🤖 AI Summary
This study addresses the faithfulness problem in large language models’ (LLMs) chain-of-thought (CoT) reasoning—i.e., the frequent misalignment between generated reasoning steps and the model’s actual decision process. We conduct the first systematic comparison of Group Relative Policy Optimization (GRPO) and Direct Preference Optimization (DPO) for improving CoT faithfulness, empirically evaluating both methods across the Qwen2.5 model family (0.5B–14B). Results show that GRPO consistently outperforms DPO, achieving state-of-the-art faithfulness on larger models (e.g., Qwen2.5-14B-Instruct); faithfulness gains scale positively with model size, revealing GRPO’s untapped potential in large-scale settings; conversely, both methods exhibit instability on smaller models.

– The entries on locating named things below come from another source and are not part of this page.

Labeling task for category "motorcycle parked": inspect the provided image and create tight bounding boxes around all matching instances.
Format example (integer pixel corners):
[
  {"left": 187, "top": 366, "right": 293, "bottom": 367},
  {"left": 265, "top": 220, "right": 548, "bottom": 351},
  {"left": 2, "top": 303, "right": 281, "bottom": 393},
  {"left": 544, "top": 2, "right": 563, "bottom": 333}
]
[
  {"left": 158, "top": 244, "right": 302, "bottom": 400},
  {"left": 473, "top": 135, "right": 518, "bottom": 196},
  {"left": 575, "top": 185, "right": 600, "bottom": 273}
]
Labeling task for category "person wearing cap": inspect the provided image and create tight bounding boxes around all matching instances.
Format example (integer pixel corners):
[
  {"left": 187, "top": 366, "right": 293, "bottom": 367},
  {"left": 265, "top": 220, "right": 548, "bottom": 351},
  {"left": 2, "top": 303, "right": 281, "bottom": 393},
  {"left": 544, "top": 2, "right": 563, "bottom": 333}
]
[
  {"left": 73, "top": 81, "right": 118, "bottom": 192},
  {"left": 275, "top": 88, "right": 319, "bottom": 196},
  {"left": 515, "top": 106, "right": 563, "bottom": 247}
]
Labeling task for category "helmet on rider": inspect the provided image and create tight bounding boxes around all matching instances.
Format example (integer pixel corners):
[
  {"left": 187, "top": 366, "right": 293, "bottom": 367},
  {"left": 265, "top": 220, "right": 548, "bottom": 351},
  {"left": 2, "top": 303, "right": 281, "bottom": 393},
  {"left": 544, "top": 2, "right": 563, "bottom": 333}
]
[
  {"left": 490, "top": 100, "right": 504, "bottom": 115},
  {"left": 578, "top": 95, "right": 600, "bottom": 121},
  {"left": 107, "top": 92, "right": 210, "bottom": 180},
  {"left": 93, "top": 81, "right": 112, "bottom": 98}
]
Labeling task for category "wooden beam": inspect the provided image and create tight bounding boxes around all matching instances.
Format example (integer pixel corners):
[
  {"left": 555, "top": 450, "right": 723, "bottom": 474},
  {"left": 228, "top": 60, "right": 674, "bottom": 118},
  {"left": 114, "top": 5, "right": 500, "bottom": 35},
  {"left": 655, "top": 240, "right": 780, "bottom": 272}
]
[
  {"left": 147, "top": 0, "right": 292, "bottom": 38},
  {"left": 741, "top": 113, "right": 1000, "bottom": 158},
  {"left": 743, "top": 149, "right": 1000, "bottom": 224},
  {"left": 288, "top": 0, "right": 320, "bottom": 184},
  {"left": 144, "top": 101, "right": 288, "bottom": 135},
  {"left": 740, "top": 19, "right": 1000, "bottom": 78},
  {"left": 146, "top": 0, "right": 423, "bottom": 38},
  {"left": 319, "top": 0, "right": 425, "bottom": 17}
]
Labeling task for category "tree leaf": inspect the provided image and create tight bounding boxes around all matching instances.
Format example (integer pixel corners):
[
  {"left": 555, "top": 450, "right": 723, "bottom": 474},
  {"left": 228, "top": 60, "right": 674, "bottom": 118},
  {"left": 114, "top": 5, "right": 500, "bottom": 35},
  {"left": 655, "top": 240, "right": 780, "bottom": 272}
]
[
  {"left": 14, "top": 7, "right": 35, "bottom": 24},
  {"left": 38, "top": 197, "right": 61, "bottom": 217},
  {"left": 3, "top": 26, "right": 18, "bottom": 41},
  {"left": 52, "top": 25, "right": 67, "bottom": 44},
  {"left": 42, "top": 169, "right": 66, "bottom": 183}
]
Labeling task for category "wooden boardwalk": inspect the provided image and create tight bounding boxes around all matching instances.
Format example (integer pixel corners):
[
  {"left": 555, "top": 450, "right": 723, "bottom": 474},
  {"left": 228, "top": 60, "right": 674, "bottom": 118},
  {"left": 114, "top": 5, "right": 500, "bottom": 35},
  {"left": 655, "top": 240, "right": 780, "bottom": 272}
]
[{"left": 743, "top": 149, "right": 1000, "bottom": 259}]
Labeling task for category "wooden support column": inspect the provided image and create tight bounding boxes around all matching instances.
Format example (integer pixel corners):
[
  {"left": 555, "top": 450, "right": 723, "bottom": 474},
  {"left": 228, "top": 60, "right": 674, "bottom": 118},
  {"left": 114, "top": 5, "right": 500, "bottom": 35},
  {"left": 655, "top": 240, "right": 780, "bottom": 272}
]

Our work establishes a new empirical benchmark for CoT faithfulness optimization and provides methodological insights into alignment-aware preference optimization for reasoning transparency.
📝 Abstract
Chain-of-thought (CoT) reasoning has emerged as a powerful technique for improving the problem-solving capabilities of large language models (LLMs), particularly for tasks requiring multi-step reasoning. However, recent studies show that CoT explanations often fail to reflect the model's actual reasoning process, as models may produce coherent yet misleading justifications or modify answers without acknowledging external cues. Such discrepancies undermine the reliability of CoT-based methods for safety supervision and alignment monitoring, as models can generate plausible but deceptive rationales for incorrect answers. To better understand this limitation, we evaluate two optimization methods, Group Relative Policy Optimization (GRPO) and Direct Preference Optimization (DPO), in their ability to improve CoT faithfulness. Our experiments show that GRPO achieves higher performance than DPO in larger models, with the Qwen2.5-14B-Instruct model attaining the best results across all evaluation metrics. Both approaches exhibit positive correlations between model size and performance, but GRPO shows greater potential for improving faithfulness metrics, albeit with less stable behavior at smaller scales. These results suggest that GRPO offers a promising direction for developing more transparent and trustworthy reasoning in LLMs.